In algebraic geometry, a generic point P of an algebraic variety X is, roughly speaking, a point at which all generic properties are true, a generic property being a property which is true for almost every point.
In classical algebraic geometry, a generic point of an affine or projective algebraic variety of dimension d is a point such that the field generated by its coordinates has the transcendence degree d over the field generated by the coefficients of the equations of the variety.
In scheme theory, the spectrum of an integral domain has a unique generic point, which is the minimal prime ideal. As the closure of this point for the Zariski topology is the whole spectrum, the definition has been extended to general topology, where a generic point of a topological space X is a point whose closure is X.
A generic point of the topological space X is a point P whose closure is all of X, that is, a point that is dense in X.
The terminology arises from the case of the Zariski topology of algebraic varieties. For example having a generic point is a criterion to be an irreducible set.

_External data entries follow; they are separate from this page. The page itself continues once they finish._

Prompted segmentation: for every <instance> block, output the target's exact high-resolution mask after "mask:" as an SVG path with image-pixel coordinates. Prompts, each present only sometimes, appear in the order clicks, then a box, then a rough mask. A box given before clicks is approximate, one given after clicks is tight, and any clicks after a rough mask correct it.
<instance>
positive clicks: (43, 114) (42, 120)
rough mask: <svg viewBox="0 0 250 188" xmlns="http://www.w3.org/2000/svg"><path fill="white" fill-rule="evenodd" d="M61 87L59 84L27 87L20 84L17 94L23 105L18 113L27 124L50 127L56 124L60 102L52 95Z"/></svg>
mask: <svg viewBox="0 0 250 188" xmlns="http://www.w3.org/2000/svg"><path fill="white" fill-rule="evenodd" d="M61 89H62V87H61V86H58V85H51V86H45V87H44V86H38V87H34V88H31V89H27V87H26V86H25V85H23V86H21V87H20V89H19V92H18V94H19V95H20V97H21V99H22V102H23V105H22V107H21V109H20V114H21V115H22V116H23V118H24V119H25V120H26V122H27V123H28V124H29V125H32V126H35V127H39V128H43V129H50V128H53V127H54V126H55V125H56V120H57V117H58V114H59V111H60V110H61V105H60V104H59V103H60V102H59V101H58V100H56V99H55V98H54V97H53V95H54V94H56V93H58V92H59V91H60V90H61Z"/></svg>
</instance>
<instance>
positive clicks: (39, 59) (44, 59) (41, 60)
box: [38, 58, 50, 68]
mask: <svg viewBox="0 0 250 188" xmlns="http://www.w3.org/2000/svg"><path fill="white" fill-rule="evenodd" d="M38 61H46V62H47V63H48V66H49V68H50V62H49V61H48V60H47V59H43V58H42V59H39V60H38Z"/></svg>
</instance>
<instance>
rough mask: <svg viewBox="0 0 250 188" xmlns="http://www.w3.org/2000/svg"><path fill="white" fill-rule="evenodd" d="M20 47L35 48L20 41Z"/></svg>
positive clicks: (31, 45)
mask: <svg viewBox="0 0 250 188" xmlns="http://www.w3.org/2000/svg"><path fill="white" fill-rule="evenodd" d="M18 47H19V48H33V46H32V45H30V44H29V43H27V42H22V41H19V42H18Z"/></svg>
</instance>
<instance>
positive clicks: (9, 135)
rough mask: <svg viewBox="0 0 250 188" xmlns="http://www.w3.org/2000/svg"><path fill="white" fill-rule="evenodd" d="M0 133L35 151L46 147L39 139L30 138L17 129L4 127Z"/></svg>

In the foundational approach of André Weil, developed in his Foundations of Algebraic Geometry, generic points played an important role, but were handled in a different manner. For an algebraic variety V over a field K, generic points of V were a whole class of points of V taking values in a universal domain Ω, an algebraically closed field containing K but also an infinite supply of fresh indeterminates. This approach worked, without any need to deal directly with the topology of V (K-Zariski topology, that is), because the specializations could all be discussed at the field level (as in the valuation theory approach to algebraic geometry, popular in the 1930s).